Otra de las enormes patas que sostiene la desigualdad es la pandemia, que ninguna familia vulnerable se atreve a conjugar aún en pasado. Latinoamérica y el Caribe fue la región del mundo que más tardó en volver a las escuelas. Y aún hoy hay 743.000 de niños que siguen estudiando desde casa. Según Save the Children, solo 29 de los 46 países latinos cuentan con un sistema presencial al 100%. Brasil, Guatemala, Honduras, Belice y México son algunos de los que mantienen un modelo híbrido, que perjudica a los más vulnerables. Para los pequeños que viven en las zonas rurales a las que no llega la luz o no tienen dispositivos electrónicos la semipresencialidad se traduce en menos horas de clase y de peor calidad. Para la mayoría, también es la antesala del trabajo infantil.
Urbano, de Save the Children, se niega a usar el término “deserción escolar”. “Es exclusión social, no deserción. Los niños quieren seguir estudiando, pero los Estados no son capaces de mantenerlos allá”.
Antes de la covid, 8,2 millones de niños entre 5 y 17 años trabajaban. Se calcula que al menos 326.000 se pueden haber incorporado en los últimos dos años. El Banco Mundial estima que el retroceso en la precaria, intermitente o nula educación de esta generación es un paso hacia atrás de una década.
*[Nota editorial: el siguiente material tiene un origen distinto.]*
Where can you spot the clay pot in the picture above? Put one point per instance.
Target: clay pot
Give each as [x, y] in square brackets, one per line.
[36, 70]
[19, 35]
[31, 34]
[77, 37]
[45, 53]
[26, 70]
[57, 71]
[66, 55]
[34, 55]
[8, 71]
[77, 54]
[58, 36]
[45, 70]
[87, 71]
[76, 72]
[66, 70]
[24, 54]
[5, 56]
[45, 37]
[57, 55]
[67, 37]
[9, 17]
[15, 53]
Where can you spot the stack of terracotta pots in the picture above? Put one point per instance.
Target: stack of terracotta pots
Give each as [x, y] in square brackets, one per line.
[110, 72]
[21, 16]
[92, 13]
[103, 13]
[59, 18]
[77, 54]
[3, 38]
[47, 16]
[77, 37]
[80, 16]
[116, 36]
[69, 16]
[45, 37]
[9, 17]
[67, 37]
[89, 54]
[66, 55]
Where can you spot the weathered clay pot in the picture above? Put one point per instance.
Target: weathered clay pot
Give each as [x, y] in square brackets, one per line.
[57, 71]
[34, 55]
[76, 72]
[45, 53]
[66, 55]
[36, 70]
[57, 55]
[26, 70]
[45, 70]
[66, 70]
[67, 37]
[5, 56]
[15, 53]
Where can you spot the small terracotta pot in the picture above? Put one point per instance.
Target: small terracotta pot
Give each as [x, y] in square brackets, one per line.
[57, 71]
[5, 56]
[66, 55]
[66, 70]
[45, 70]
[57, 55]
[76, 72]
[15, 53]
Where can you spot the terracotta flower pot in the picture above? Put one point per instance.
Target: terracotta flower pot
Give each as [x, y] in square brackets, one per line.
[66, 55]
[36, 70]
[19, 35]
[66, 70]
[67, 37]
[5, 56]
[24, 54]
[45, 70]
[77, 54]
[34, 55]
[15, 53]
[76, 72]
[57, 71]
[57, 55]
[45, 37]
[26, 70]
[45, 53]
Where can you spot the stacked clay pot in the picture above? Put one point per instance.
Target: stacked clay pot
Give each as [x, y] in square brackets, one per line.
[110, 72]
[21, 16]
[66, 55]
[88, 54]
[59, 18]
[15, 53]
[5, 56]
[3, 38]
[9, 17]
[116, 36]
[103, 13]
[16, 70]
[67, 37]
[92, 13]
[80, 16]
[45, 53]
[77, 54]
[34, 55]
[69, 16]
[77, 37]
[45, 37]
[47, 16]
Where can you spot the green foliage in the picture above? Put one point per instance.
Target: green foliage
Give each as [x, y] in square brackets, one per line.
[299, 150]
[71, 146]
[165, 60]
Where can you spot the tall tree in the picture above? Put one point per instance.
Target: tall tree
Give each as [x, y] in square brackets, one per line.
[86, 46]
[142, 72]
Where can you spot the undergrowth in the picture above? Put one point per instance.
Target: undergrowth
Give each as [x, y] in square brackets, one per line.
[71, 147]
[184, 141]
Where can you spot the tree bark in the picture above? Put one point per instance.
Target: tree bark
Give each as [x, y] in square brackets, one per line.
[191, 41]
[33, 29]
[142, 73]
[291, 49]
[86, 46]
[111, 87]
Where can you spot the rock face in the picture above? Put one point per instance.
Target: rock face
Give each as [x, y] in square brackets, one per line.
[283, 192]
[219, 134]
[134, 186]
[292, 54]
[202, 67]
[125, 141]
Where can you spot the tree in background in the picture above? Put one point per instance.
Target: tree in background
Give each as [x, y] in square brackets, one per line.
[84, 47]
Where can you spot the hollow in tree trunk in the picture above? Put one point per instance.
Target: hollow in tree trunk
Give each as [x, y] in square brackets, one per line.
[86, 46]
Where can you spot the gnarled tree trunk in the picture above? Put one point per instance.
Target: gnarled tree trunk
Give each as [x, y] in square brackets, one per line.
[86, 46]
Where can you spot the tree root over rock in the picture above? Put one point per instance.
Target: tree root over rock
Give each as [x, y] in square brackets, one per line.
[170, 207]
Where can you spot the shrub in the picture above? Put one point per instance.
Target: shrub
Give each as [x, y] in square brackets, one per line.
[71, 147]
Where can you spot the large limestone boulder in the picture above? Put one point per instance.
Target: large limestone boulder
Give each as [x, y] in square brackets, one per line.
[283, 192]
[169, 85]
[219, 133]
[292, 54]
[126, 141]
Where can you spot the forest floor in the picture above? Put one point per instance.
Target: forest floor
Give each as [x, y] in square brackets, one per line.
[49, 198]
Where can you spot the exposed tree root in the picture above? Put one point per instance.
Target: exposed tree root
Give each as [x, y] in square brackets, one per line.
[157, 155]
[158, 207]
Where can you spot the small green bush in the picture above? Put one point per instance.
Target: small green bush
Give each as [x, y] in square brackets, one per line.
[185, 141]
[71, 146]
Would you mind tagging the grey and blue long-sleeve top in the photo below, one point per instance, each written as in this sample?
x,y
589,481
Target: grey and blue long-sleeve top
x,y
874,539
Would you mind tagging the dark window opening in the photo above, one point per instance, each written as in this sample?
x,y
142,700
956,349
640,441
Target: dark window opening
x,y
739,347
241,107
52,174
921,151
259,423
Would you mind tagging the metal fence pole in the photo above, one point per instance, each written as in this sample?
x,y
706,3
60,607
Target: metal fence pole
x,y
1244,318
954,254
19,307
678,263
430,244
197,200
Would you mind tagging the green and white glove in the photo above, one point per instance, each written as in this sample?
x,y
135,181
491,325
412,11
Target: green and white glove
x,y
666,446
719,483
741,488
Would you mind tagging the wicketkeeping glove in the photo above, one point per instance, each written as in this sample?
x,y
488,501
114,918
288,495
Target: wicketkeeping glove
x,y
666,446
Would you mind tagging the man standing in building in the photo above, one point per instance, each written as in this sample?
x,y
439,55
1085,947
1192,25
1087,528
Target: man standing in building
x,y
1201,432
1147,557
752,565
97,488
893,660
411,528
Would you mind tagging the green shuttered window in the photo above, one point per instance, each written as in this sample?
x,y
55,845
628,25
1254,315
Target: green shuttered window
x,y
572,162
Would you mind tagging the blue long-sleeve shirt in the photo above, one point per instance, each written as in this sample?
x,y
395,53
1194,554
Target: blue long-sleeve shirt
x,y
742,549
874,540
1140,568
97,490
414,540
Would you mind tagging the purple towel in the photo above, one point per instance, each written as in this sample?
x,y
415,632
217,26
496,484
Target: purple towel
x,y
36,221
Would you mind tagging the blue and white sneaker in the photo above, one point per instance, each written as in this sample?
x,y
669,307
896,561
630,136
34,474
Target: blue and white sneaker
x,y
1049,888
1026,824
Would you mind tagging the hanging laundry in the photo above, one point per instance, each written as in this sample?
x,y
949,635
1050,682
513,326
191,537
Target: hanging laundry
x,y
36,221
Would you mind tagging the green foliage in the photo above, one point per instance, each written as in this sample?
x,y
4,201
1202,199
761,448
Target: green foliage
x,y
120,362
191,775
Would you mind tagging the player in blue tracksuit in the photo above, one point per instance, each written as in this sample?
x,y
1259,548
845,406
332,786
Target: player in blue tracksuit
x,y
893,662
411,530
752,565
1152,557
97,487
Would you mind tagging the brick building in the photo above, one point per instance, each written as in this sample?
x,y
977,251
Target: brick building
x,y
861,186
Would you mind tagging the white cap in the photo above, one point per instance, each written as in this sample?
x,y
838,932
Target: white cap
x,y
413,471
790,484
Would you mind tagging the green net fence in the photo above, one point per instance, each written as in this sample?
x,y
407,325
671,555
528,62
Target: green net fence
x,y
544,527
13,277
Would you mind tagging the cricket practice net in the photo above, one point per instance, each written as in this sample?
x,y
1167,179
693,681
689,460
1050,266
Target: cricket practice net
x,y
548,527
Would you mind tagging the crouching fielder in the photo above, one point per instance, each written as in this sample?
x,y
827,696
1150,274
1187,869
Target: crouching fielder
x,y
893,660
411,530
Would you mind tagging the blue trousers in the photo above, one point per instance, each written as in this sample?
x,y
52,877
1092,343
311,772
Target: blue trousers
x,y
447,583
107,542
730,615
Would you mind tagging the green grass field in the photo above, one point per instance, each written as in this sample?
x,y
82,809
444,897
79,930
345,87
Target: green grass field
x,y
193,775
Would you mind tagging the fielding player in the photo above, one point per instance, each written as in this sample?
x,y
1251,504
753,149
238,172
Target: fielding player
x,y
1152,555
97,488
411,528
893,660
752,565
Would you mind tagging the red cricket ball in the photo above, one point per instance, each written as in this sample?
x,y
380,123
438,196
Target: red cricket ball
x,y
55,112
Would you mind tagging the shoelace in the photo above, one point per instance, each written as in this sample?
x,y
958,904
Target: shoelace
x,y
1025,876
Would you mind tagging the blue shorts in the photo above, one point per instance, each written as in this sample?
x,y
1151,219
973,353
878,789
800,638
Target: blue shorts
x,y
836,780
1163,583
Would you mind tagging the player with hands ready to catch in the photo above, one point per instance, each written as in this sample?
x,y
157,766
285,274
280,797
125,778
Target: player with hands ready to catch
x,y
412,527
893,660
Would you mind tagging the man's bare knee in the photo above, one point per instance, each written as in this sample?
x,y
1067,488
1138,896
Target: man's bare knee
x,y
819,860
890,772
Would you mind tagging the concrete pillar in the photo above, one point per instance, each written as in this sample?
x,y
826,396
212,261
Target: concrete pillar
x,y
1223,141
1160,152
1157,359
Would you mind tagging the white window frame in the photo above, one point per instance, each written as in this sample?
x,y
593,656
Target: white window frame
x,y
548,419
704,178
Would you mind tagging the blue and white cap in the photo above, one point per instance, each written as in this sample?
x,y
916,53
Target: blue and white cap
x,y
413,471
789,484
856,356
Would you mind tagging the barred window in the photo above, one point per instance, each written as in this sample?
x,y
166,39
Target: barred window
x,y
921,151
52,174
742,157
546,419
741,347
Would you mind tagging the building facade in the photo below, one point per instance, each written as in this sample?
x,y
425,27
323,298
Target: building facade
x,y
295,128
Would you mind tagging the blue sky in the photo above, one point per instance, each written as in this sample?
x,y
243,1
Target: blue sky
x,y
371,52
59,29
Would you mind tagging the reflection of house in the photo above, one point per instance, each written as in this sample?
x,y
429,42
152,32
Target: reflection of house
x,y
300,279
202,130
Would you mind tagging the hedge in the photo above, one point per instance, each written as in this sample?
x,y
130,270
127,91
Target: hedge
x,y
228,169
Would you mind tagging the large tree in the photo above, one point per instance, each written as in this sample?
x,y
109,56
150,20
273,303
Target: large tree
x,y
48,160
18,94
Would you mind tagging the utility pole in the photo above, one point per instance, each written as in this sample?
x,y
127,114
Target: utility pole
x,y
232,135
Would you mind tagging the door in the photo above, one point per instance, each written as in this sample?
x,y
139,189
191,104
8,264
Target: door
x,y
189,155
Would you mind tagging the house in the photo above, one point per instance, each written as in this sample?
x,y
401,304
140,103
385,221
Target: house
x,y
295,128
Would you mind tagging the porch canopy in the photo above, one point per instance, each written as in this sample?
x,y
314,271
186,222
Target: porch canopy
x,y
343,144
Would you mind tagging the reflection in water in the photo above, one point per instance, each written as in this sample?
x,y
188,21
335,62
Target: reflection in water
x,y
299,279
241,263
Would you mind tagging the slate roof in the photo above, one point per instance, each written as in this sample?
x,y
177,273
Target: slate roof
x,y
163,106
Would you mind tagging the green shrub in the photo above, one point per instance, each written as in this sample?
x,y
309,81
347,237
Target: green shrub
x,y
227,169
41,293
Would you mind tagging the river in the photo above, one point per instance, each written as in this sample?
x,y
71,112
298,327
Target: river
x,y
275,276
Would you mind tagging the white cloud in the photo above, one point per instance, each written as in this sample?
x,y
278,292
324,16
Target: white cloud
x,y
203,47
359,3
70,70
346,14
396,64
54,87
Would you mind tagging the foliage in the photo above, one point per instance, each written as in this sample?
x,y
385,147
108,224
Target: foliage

Este mismo organismo creó el medidor del balance de la pobreza educativa en el que evalúa la comprensión lectora de un texto sencillo en niños de 10 años. El 57% de los entrevistados antes de la pandemia ya tenía dificultades para comprenderlo. Apenas dos años después, el porcentaje se elevó al 70%. “La covid-19 desnudó una realidad que ya venía de antes. Lo que hizo fue quitar la cortina y ahondar las desigualdades”, explica Urbano.
Llambi, de CAF, habla de cinco medidas fundamentales para empezar a revertir la situación, incidiendo en que los resultados no serán inmediatos, pero sí “urgentes”. Hace falta crear un sistema de alertas tempranas para identificar a los niños más vulnerables, una mayor coordinación interinstitucional para trabajar en pro de objetivos comunes, invertir en tecnología desde un enfoque integral, una mejor infraestructura escolar y prestar atención a las demandas socioemocionales.
“Es la única forma de cerrar los círculos de pobreza tan presentes en el continente. Si no se toman medidas, seguiremos condenando a la exclusión a los de siempre: niños rurales, indígenas, afrodescendientes y/o pequeños con discapacidad”, critica. “Los que quedan fuera son siempre los mismos”.